JanusGraph FoundationDB storage adapter

I spent some time since the FoundationDB open sourcing announcement last week putting together the first, crude version of a FoundationDB storage adapter for the JanusGraph graph database. JanusGraph is LinuxFoundation hosted fork of TitanDB. We’ll be evaluating it to see if FDB a good fit for the JanusGraph access patterns/use cases but on the face of it, Janus is lacking a good, distributed ACID option for folks, and I think FDB is quite compelling in this department. I plan on picking the experts brains here as I get a bit further along to make sure my implementation/data modeling is sympathetic with FDB best practices.

In the meantime, if anyone is interested in living dangerously, the work in progress can be found here.



Welcome! This is very exciting to see!

Before the Apple acquisition, a FoundationDB employee had been working on a Titan storage adapter for FDB. As I recall, the trouble we ran into was that Titan’s execution engine wasn’t architected in a way that allowed for easy pipelining of reads. This in turn made it tricky to get satisfactory latency from a distributed storage implementation.

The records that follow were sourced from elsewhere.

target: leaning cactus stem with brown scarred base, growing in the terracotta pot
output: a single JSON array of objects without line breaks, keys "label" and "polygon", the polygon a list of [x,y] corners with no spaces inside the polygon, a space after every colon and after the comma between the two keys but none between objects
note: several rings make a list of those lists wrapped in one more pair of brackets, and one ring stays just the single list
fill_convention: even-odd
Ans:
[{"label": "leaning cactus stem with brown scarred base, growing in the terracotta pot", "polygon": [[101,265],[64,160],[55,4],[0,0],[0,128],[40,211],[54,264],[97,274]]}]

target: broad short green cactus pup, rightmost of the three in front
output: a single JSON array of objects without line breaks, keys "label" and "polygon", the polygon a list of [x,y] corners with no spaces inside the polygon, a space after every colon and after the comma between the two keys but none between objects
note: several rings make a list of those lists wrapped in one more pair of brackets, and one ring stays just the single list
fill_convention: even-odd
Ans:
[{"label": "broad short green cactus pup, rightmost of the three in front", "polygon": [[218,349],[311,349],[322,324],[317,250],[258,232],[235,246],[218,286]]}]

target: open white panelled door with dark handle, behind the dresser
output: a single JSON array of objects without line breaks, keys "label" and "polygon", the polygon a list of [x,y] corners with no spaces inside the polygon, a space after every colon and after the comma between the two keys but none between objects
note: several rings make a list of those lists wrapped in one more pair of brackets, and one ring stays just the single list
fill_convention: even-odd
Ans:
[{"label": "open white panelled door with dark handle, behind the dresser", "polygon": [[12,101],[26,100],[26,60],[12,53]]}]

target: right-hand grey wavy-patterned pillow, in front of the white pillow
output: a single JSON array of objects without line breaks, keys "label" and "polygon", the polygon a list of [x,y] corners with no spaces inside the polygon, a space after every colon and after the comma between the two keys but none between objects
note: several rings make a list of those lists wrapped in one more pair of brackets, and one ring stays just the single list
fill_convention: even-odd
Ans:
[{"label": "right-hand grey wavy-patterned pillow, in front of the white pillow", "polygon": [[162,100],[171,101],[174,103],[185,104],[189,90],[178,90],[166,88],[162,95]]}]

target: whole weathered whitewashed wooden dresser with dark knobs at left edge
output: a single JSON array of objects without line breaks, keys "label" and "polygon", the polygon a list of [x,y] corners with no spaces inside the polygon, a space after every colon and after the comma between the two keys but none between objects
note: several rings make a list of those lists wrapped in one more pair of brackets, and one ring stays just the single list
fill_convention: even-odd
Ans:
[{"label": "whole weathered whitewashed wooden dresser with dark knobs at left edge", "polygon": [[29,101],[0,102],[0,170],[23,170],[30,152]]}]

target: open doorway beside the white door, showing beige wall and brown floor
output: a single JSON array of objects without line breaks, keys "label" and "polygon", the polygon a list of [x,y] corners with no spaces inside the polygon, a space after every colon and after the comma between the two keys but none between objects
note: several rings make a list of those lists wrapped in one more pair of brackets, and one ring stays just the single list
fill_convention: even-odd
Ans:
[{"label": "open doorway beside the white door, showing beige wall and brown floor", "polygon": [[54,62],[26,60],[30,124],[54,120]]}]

I’d be really curious to hear whether this issue has been fixed, and if not then whether you figure out a clever way to work around it. Please do let us know if we can be helpful with any of this!

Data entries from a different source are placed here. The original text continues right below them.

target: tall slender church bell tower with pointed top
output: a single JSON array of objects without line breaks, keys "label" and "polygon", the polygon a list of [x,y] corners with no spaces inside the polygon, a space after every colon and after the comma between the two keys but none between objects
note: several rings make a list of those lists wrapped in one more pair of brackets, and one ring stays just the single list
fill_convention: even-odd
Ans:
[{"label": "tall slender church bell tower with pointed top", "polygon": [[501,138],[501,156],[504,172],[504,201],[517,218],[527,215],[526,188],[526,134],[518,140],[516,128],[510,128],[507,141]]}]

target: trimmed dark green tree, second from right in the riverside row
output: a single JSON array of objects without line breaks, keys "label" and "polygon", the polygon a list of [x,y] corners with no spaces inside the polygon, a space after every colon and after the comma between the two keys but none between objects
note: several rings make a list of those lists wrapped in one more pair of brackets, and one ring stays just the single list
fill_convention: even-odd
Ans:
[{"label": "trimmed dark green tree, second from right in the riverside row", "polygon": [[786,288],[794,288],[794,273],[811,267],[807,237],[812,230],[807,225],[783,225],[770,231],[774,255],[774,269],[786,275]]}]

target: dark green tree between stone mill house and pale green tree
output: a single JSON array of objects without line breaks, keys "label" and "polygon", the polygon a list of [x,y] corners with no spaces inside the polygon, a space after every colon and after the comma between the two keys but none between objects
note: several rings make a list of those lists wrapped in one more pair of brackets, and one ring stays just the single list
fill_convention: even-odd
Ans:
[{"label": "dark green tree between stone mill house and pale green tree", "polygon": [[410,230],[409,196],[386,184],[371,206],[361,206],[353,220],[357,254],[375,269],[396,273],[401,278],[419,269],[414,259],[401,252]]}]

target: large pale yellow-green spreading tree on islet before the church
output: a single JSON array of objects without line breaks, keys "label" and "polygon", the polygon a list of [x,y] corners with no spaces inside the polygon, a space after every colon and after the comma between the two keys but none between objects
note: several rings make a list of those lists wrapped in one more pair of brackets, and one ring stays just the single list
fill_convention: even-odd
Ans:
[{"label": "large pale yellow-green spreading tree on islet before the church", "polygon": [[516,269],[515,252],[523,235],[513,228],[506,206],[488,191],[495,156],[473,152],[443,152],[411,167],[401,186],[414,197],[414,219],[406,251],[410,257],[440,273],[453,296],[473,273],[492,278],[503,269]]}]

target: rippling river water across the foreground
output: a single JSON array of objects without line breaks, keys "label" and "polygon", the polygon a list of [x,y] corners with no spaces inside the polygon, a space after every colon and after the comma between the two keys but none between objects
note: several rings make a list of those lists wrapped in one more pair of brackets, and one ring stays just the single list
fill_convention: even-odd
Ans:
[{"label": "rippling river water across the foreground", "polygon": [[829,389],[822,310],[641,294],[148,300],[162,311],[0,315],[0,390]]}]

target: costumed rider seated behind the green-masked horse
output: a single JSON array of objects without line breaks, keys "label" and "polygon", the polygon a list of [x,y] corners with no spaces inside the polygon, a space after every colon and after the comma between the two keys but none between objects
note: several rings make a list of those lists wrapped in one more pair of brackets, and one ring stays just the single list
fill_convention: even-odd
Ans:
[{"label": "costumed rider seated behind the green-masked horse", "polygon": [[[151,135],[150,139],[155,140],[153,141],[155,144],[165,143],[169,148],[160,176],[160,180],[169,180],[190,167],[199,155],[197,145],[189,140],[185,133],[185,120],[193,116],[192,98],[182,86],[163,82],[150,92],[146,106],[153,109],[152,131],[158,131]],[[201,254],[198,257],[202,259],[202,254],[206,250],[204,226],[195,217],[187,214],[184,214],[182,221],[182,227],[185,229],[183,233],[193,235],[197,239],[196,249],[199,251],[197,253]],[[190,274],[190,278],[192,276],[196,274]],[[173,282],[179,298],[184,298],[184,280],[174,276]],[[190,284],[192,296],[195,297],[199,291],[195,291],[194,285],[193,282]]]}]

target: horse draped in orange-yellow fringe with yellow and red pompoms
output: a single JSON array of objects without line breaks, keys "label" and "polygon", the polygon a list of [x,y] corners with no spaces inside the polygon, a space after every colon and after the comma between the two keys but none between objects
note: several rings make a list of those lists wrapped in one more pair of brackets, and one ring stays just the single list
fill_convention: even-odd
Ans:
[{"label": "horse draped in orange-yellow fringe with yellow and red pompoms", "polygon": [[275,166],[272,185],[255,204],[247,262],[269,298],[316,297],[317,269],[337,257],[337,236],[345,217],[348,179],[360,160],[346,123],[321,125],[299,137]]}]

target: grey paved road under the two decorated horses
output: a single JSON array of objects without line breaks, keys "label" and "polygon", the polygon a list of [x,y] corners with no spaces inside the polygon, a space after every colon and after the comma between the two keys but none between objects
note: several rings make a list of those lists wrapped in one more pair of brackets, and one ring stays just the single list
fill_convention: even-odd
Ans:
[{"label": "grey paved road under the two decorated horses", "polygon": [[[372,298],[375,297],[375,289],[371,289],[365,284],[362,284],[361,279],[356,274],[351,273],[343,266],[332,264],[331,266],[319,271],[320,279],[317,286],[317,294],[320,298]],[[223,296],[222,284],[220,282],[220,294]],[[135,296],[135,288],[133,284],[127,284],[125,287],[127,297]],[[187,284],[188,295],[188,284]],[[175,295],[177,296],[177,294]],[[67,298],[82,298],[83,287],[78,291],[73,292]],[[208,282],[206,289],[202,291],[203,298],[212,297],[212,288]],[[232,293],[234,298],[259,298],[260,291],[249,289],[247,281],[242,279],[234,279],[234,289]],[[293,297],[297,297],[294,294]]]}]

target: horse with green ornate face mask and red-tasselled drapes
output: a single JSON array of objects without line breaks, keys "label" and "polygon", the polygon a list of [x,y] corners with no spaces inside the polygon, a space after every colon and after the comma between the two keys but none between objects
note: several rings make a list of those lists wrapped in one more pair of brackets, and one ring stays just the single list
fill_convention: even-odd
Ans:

This sounds like a terrific idea! I’m very glad to see projects like this. Please keep us up to date on where you get with this…I’m sure lots of folks on the forums will be happy to give advice :slight_smile:

The first thing that came to mind as a pitfall is pretty much exactly what Will said: the simplest way to satisfy a read API will be to create a new transaction for every read (or do the reads purely sequentially). This probably will work, but will may leave you wanting more speed. Two good practices in general for any use of the key value API are:

  1. Each transaction is doing a good number of reads. Transactions need to do the “get read version” step at the start, and it’s best if that cost is amortized over many reads, each of which is very cheap.
  2. Lots of reads are “outstanding” at the same time. This will almost always take the form of lots of reads issued on a Transaction (either get() or getRange()) and the resulting Future objects put into some container. If the code creates many Futures before calling get() on any one of the them, the database will process them all in parallel.

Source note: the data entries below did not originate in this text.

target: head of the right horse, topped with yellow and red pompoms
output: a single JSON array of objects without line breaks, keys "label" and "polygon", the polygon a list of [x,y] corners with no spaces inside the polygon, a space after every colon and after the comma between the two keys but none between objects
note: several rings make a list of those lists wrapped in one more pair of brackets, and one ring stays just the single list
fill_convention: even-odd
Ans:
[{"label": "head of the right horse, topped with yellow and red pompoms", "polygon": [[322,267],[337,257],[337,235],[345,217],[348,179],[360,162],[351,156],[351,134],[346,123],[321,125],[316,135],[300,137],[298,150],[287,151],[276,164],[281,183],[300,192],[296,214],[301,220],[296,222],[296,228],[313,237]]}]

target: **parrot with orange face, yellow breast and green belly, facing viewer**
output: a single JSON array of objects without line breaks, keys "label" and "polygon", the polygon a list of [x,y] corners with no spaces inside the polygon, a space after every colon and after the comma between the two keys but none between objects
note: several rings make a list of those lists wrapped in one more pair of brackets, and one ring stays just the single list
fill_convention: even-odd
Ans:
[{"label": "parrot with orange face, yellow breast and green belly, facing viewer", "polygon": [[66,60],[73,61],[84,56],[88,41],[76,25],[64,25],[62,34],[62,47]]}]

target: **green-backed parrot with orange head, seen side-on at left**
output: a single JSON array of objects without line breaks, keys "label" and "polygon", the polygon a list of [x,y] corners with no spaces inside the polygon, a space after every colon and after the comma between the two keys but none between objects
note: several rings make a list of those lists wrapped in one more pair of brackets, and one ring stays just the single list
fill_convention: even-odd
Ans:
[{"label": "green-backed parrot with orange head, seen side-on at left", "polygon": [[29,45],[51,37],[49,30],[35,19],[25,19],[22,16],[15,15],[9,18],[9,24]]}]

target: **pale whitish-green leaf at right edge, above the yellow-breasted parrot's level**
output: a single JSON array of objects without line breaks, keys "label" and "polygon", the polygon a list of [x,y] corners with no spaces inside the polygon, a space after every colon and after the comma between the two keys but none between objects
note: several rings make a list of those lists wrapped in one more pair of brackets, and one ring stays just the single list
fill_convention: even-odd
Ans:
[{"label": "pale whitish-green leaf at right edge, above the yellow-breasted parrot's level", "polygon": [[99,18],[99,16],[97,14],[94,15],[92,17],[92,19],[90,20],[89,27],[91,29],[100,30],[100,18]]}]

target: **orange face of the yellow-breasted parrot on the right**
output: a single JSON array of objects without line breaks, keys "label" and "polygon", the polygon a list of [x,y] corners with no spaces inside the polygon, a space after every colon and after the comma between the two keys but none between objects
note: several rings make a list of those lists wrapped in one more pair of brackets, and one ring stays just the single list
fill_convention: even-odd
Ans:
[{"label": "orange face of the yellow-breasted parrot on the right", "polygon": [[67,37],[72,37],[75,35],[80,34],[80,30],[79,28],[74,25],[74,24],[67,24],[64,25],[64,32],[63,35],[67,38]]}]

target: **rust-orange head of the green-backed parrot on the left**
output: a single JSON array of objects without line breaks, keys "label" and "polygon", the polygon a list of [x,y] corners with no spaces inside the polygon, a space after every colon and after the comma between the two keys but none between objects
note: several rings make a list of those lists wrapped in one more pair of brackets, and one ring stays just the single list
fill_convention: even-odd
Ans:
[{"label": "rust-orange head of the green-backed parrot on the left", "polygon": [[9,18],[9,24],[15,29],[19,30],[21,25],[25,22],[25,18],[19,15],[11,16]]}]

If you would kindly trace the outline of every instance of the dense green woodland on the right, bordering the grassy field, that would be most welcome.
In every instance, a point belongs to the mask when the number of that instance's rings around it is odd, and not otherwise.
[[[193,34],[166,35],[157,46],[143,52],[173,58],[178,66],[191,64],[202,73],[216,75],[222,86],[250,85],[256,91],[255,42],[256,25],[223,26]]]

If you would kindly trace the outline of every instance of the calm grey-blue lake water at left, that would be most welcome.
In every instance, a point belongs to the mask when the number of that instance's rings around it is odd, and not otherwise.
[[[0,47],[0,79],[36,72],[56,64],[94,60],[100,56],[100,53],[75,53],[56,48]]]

Hello and thanks for the input!

We now have the ability to issue parallel, asynchronous read requests against our storage layer of choice within the context of a single transaction. This isn’t on by default at this point, but I think we’ll have it at a good spot fairly soon where it will be. As you all have pointed out, this greatly helps the death by a thousand sequential reads situation that arises if we lazily execute the I/O as we traverse the graph. I’ll continue to refine the first cut implementation and report back with progress, updates, and questions.